To nie jest tytuł albańskiego filmu porno, tylko skrócony opis dolegliwości mojej gwiazdy
![[palacz]](./images/smilies/palacz.gif)
Objawy są takie:
- po zaparkowaniu prawa przednia felga jest gorąca; do tego tarcza hamulcowa parzy tak, że nie da się jej dotknąć dłużej, niż pół sekundy (dla porównania: w tym samym czasie tarcza przednia lewa jest też gorąca, ale znacznie mniej; felga jest chłodna)
- owa prawa przednia felga jest dużo mocniej, niż lewa, pokryta pyłem z klocków hamulcowych
- auto ściąga w prawo
- hamulce piszczą podczas hamowania, wydaje się, że właśnie głównie z tej strony, ale również podczas powolnej jazdy w korku, z leciutko wciśniętym gazem, z prawego przedniego koła takiż sam pisk, jak podczas hamowania, dochodzi (obserwacja z wczoraj, już po wizycie w warsztacie, o czym poniżej)
- wcześniej (przed wizytą w warsztacie, ale także i po, choć nie w takim stopniu) słyszalne miarowe obcieranie podczas jazdy w owym prawym przednim nieszczęsnym kole (głównie podczas skrętu w prawo, co tłumaczę zmianą płaszczyzny koła i lepszemu odbiorowi dźwięku).
I teraz co zostało zrobione:
- w warsztacie sprawdzono układ hamulcowy (z hamulcem postojowym włącznie), pod kątem niezapiekania się zacisków i ogólnej, prawidłowej pracy
- tarcze i klocki bądź nowe, bądź niedawno wymieniane
- geometria zrobiona niedawno (jak ściągała w prawo, tak ściąga)
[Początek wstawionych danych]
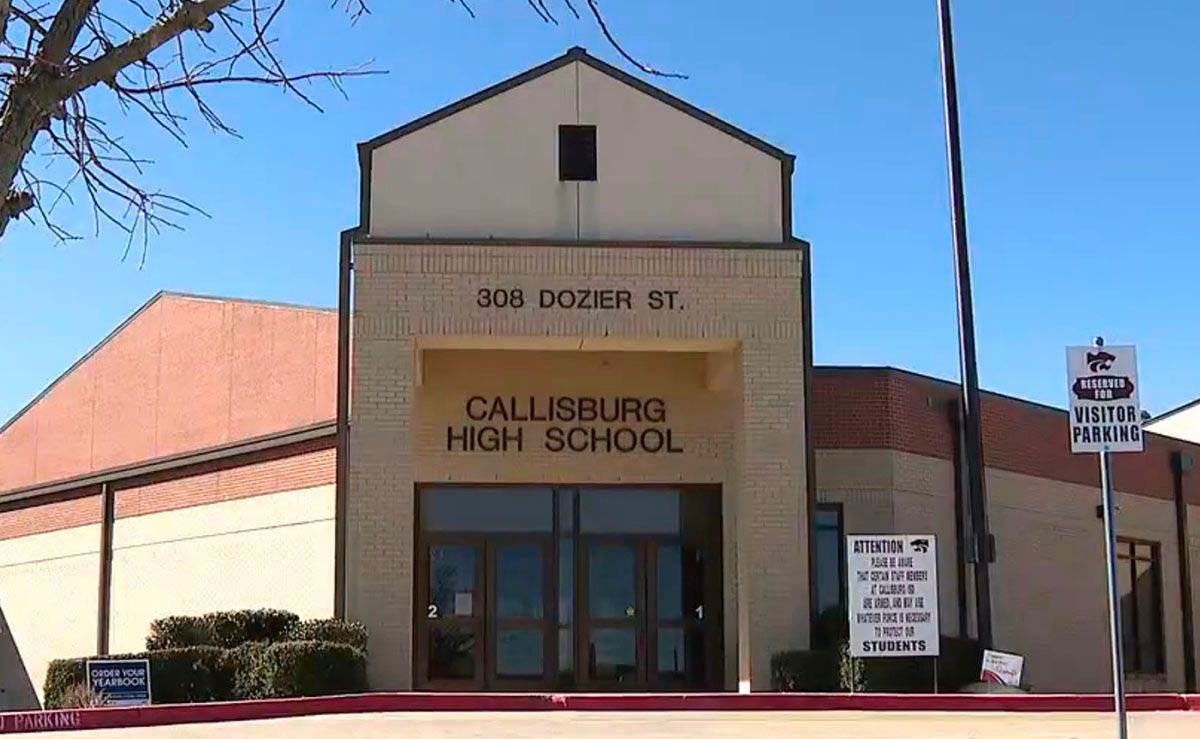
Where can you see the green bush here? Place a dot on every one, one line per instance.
(813, 671)
(235, 655)
(241, 672)
(190, 674)
(310, 668)
(330, 630)
(227, 629)
(832, 670)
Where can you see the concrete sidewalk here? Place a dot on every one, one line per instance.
(689, 725)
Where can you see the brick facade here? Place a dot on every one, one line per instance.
(408, 296)
(144, 392)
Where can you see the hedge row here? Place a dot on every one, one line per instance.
(832, 670)
(196, 674)
(225, 629)
(235, 655)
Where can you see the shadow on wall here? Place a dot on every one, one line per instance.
(16, 691)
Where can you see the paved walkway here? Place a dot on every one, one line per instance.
(690, 725)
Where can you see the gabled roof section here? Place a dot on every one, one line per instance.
(1175, 410)
(133, 317)
(184, 372)
(571, 55)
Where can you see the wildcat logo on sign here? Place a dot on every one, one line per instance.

- luz na łożysku skasowany wczoraj wieczorem (jakby nieco zmniejszyło się ściąganie w prawo i znikło, a w każdym razie solidne ścichło owo miarowe obcieranie).
Może ktoś z Was ma jakieś sugestie, czym się teraz zająć? Łożysko jest kaputt i pomimo skasowania luzu tak się już wychetało, że nieprawidłowo pracuje (jakkolwiek żadnego luzu na podniesionym kole nie zaobserwowałem po skasowaniu - z pół obrotu poszło, jak nie więcej)? Z góry dzięki za ewentualne wskazówki.